Agricultural residues are the largest available lignocellulosic biorefinery feedstock resource. Current production is concentrated where grain is grown, in the Midwest and Great Plains. Researchers have concluded that, within limits, residue removal can be sustainable and crop residues could be an additional revenue source for farmers.

Dedicated biomass crops include grasses and short-rotation trees. Grasses are widely planted for forage and conservation purposes. New varieties that produce sustained high biomass yields with relatively low nutrient inputs have already been developed.

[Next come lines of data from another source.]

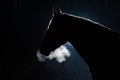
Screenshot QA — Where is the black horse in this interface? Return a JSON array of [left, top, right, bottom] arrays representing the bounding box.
[[40, 9, 120, 79]]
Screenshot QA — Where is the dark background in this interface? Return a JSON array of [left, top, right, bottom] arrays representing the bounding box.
[[0, 0, 120, 80]]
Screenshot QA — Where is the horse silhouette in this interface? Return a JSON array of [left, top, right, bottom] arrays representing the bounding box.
[[40, 9, 120, 79]]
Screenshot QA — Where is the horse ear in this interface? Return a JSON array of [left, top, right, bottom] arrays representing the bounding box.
[[53, 8, 62, 16]]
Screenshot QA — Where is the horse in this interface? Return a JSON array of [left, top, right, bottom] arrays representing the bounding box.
[[40, 9, 120, 80]]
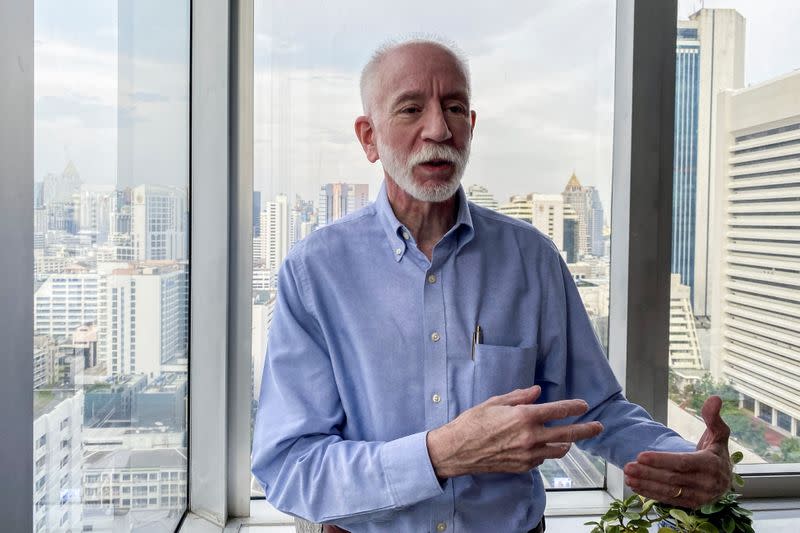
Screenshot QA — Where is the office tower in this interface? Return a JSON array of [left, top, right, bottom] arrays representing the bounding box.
[[42, 161, 81, 206], [131, 185, 188, 261], [467, 185, 498, 211], [672, 9, 745, 316], [251, 294, 275, 400], [317, 183, 369, 228], [253, 191, 261, 238], [258, 194, 289, 273], [98, 261, 189, 376], [669, 274, 703, 388], [289, 196, 317, 248], [78, 185, 115, 244], [564, 204, 580, 263], [32, 390, 83, 533], [33, 181, 44, 209], [586, 187, 606, 257], [709, 70, 800, 435], [497, 193, 564, 250], [33, 273, 98, 337], [561, 172, 592, 258], [79, 447, 187, 512], [497, 194, 533, 225]]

The deep roots, perennial nature, and high nutrient-use efficiencies of some warm-season grasses increase the probability of dependable yields.

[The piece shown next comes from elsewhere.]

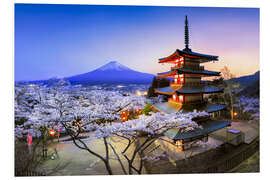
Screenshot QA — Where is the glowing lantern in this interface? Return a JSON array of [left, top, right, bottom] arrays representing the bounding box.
[[27, 134, 32, 146], [173, 94, 176, 100], [49, 130, 55, 136], [179, 95, 184, 102]]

Benefitsfrom the Bioenergy Producers Association

Conversion technologies (CTs) present new opportunities for farmers and dairymen, both in the management of wastes and in the development of new industries:

  • CTs can mitigate regulatory challenges by turning waste materials, such as agricultural residues and manures, into products, such as distributed energy, ethanol, chemicals, and fertilizers.
  • CT “biorefineries” present new fuel and chemical markets for existing crops and residues, and new agribusiness opportunities through the integration of dedicated energy crops.
  • Biorefineries and biobased manufacturing provide new avenues for rural economic development.
  • CTs help to create a post-petroleum agricultural platform through the use of environmentally benign biochemical alternatives and soil phytoremediation.